Thursday, December 15, 2011

Prayer is Irksome: Lewis Letters to Malcolm

The below is from chapter 21 of Letters to Malcolm by C.S. Lewis, being an excerpt. At the end is my short conclusion.  It is not that we are all in the place Lewis describes all the time . . . at any rate the writings of Lewis are so good because they come from a man who never pretended to be a deep theologian--just a layman who had his share of struggles and was wide open honest about them. Though at times the man is hard to understand (because he was so dadgum intelligent), he was real. Not always right, not always agreed with . . . but willing to risk his words on paper. Hopefully you will be encouraged by the below.  Keep praying and doing all the other things that discipleship under Jesus entails.

Well, let's now at any rate come clean. Prayer is irksome. An excuse to omit it is never unwelcome. When it is over, this casts a feeling of relief and holiday over the rest of the day. We are reluctant to begin. We are delighted to finish. While we are at prayer, but not while we are reading a novel or solving a cross-word puzzle, any trifle is enough to distract us.

The odd thing is that this reluctance to pray is not confined to periods of dryness. When yesterday's prayers were full of comfort and exaltation, today's will still be felt as, in some degree, a burden.

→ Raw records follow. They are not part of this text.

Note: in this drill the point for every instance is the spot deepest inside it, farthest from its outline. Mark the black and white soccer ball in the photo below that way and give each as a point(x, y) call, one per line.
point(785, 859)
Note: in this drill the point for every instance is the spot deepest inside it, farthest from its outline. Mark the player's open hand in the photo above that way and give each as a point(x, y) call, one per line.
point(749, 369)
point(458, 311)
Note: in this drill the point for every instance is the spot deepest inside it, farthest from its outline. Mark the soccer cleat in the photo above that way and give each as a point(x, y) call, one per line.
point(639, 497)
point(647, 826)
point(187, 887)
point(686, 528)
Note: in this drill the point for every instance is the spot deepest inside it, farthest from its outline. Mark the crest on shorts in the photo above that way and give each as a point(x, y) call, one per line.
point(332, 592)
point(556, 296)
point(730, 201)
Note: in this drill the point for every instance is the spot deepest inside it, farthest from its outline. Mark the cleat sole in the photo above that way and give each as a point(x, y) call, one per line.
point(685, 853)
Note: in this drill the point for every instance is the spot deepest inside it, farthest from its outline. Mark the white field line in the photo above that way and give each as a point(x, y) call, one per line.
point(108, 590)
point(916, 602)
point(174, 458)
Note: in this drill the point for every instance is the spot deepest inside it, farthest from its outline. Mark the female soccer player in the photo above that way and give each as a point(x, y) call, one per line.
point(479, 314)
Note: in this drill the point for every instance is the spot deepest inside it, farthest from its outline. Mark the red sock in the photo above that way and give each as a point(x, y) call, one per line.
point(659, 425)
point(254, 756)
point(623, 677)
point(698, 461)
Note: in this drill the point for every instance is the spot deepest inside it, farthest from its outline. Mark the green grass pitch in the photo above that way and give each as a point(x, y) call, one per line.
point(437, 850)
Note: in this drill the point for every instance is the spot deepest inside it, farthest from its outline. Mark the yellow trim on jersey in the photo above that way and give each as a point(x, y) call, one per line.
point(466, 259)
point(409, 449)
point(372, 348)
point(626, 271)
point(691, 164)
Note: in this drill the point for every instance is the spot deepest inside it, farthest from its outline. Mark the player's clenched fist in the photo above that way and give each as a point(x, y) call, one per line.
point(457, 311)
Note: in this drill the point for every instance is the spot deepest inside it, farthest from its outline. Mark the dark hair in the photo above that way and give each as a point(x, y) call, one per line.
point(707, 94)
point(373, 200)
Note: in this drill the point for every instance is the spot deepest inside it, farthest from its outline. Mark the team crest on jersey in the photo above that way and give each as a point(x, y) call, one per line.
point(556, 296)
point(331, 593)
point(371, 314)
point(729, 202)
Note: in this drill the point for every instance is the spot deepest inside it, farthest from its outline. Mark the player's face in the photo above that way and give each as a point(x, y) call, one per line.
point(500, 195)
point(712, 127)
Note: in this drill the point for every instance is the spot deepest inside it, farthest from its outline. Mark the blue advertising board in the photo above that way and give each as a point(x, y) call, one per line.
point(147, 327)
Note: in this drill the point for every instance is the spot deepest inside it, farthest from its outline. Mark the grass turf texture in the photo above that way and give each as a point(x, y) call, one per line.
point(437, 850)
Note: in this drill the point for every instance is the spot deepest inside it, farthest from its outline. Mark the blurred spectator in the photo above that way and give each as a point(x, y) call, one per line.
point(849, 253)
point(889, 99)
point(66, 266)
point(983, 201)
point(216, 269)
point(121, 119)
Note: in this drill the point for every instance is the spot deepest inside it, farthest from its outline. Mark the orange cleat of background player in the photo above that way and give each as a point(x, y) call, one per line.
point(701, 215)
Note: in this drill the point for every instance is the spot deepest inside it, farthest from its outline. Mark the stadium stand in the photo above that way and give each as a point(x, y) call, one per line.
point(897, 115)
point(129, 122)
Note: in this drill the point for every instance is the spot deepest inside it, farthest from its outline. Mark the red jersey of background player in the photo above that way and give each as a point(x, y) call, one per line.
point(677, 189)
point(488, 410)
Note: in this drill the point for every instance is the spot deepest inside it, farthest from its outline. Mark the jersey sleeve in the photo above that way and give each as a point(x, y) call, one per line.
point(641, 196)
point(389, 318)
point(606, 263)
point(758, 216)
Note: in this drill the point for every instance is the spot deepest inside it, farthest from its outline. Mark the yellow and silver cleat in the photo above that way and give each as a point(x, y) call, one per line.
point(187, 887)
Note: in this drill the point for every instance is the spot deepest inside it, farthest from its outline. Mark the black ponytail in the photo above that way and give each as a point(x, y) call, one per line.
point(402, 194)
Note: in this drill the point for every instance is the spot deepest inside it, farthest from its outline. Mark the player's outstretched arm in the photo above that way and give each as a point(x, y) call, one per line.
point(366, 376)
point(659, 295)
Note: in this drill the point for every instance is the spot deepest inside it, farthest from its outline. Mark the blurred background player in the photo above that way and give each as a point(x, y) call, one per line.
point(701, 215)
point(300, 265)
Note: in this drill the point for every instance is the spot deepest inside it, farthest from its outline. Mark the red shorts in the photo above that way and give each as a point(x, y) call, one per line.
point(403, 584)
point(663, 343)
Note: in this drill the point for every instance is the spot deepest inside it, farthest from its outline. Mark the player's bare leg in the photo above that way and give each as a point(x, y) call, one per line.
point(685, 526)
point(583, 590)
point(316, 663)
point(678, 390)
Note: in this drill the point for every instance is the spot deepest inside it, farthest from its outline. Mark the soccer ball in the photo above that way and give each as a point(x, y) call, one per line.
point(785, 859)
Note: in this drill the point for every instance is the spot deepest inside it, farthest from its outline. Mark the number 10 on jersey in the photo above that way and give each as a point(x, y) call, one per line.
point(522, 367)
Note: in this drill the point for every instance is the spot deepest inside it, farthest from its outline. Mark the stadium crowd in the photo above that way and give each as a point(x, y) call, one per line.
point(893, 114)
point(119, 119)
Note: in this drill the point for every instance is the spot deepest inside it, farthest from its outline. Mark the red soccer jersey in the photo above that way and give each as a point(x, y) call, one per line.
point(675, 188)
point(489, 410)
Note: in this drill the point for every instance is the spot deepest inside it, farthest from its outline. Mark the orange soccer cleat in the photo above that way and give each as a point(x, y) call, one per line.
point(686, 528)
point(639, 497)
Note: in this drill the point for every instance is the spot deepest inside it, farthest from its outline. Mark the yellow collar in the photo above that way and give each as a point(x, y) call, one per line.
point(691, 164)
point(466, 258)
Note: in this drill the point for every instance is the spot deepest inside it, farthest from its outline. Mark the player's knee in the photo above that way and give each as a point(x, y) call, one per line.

Now the disquieting thing is not simply that we skimp and begrudge the duty of prayer. The really disquieting thing is it should have to be numbered among duties at all. . . What can be done for--- or what should be done with--a rose-tree that dislikes producing roses? Surely it ought to want to?

Much of our backwardness in prayer is no doubt due to our sins, as every teacher will tell us; to our avoidable immersion in the things of this world, to our neglect of mental discipline.  And also to the very worst kind of "fear of God."  We shrink from too naked a contact, because we are afraid of the divine demands upon us which it might make too audible.  As some old writer says, many a Christian prays faintly "lest God might really hear him, which he, poor man, never intended."

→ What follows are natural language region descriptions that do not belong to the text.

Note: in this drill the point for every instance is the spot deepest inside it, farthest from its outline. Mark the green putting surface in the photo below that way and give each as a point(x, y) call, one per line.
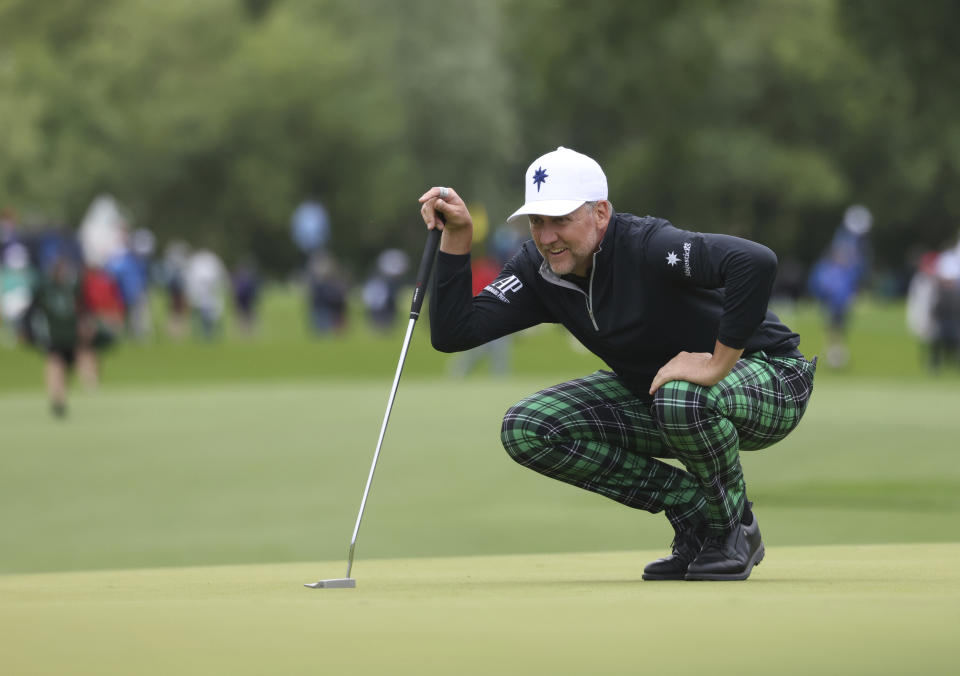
point(872, 609)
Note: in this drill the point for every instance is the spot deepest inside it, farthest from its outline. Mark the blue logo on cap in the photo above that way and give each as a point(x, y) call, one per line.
point(539, 177)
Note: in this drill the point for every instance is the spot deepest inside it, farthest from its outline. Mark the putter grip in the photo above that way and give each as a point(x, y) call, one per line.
point(423, 274)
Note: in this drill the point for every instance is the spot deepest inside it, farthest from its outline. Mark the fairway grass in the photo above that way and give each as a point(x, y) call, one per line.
point(869, 609)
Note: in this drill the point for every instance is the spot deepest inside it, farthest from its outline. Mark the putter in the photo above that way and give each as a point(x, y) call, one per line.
point(419, 291)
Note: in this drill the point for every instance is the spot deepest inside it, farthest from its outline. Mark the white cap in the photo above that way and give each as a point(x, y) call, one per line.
point(560, 182)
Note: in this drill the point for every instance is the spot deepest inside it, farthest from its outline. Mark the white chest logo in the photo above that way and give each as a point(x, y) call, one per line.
point(501, 287)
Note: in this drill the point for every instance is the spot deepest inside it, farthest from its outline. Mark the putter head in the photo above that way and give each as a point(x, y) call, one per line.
point(338, 583)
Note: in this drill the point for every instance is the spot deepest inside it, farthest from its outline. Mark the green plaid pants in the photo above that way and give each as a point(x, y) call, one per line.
point(594, 433)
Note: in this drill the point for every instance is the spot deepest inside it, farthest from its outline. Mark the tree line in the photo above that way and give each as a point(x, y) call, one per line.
point(211, 120)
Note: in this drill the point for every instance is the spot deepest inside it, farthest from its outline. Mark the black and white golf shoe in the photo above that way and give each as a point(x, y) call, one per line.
point(684, 549)
point(731, 556)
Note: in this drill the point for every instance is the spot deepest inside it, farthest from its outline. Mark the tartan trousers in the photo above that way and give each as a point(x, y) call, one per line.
point(594, 433)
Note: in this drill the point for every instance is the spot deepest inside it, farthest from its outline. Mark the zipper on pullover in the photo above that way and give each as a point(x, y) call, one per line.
point(553, 278)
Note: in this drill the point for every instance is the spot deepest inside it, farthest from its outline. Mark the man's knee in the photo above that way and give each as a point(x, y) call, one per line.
point(677, 405)
point(521, 433)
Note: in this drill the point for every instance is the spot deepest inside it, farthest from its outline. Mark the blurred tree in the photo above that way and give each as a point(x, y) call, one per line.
point(211, 120)
point(915, 47)
point(211, 126)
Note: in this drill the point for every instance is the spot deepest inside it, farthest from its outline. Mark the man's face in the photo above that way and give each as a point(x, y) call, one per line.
point(568, 242)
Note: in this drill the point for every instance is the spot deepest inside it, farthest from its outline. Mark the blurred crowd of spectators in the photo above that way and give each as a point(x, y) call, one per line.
point(72, 294)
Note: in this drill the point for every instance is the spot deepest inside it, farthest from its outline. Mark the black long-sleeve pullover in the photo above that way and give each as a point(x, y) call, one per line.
point(653, 291)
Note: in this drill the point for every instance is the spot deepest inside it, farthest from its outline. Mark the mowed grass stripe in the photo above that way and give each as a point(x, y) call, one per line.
point(252, 473)
point(885, 609)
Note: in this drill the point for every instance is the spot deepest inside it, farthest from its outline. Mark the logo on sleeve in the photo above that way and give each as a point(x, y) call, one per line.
point(501, 287)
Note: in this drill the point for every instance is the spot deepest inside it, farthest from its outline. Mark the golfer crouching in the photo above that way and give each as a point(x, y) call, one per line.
point(699, 368)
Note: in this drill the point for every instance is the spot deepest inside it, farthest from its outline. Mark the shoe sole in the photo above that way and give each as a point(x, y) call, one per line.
point(655, 576)
point(720, 577)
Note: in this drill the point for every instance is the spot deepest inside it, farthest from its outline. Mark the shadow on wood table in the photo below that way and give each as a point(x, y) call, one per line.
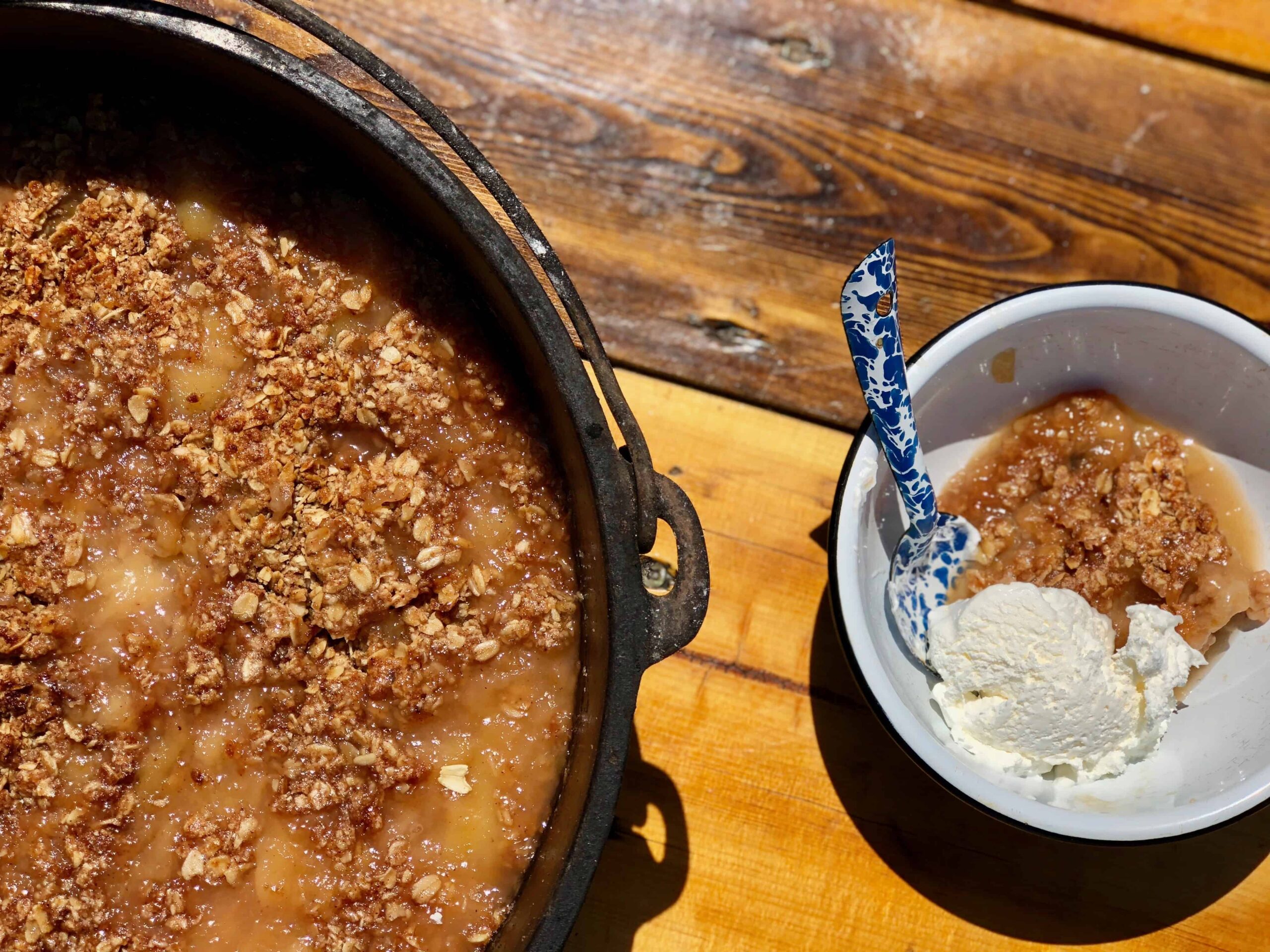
point(632, 885)
point(994, 875)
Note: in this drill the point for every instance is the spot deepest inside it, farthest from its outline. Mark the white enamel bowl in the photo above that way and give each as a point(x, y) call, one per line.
point(1187, 362)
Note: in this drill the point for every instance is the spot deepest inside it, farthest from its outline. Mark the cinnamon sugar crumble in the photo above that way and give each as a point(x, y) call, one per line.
point(1085, 495)
point(280, 549)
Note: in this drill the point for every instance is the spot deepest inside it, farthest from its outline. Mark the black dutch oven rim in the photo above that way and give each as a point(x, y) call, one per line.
point(631, 497)
point(840, 624)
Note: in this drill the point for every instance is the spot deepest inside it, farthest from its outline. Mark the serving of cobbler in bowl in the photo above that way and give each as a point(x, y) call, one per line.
point(1101, 669)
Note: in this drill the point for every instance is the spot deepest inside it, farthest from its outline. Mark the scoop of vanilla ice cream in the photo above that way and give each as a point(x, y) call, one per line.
point(1032, 679)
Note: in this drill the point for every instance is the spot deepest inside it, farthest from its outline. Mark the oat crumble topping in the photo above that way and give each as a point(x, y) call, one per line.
point(257, 500)
point(1086, 495)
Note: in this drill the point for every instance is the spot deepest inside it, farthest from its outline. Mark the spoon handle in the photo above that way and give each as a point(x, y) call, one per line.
point(879, 358)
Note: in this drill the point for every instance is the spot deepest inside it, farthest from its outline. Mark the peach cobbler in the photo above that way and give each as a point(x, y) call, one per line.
point(1086, 495)
point(287, 599)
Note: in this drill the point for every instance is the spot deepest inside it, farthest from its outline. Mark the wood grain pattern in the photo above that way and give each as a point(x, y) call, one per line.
point(1232, 31)
point(709, 172)
point(767, 809)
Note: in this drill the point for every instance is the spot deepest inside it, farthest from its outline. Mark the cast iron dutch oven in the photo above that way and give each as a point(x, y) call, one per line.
point(616, 495)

If we were perfected, prayer would not be a duty, it would be delight.  Some day, please God, it will be.  The same is true of many other behaviours which now appear as duties.  . .  here is the paradox of Christianity.  As practical imperatives for here and now the two great commandments have to be translated "Behave as if you loved God and man."  For no man can love because he is told to. . . if a man really loved God and man, once again this would hardly be obedience; for if he did, he would be unable to help it.

I am therefore not really deeply worried by the fact that prayer is at present a duty, and even an irksome one. This is humiliating.  It is frustrating.  It is terribly time-wasting--the worse one is praying, the longer one's prayers take.  But we are still only at school. . . I have a notion that what seem our worst prayers may really be, in God's eyes, our best.  Those I mean, which are least supported by devotional feeling . . . these, perhaps, being nearly all will, come from a deeper level than feeling. . . God sometimes seems to speak to us most intimately when He catches us,  as it were, off our guard.

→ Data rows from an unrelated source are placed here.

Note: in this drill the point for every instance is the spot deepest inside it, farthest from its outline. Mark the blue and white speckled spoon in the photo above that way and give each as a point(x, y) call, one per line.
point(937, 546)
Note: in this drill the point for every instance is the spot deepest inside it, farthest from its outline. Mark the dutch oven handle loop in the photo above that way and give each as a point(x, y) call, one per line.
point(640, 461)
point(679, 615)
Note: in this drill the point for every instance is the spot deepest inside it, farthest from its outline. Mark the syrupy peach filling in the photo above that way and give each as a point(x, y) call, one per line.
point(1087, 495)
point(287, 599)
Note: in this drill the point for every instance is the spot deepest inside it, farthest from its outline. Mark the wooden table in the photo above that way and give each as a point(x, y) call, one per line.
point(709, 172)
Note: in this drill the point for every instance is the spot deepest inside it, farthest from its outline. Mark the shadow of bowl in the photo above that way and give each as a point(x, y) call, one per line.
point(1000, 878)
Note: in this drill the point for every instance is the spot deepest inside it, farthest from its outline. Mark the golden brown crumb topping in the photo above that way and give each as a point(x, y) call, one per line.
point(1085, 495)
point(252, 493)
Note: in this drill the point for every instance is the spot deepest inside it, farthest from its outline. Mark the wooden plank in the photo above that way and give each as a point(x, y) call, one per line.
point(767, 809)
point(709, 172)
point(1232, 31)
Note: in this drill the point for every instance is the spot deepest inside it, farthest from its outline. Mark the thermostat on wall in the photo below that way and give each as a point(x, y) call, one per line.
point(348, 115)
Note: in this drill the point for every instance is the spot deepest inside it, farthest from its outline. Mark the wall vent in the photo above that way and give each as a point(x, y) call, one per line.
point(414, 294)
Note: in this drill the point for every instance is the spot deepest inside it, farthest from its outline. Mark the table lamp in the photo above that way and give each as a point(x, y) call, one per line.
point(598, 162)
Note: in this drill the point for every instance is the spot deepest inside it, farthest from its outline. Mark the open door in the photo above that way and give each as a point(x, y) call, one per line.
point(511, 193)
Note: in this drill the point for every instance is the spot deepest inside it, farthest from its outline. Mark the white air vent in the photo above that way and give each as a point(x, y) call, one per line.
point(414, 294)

My Conclusion:  Though a bit simplistic it seems to me that we don't always feel like loving or praying or giving or doing a host of other things that are good and right to do, even required by God.  But we do them as sheer acts of the will.  If everything is left to our feelings (emotions) I am afraid that what will be left behind is a long line of shipwrecks and disasters for ourselves and others.  Our faith will probably perish if left to our emotions.  After all, it is doing the will of God that is all important and necessary according to Jesus.  He says little or perhaps nothing at all about doing what is right and just because we feel like it-- though sometimes we do.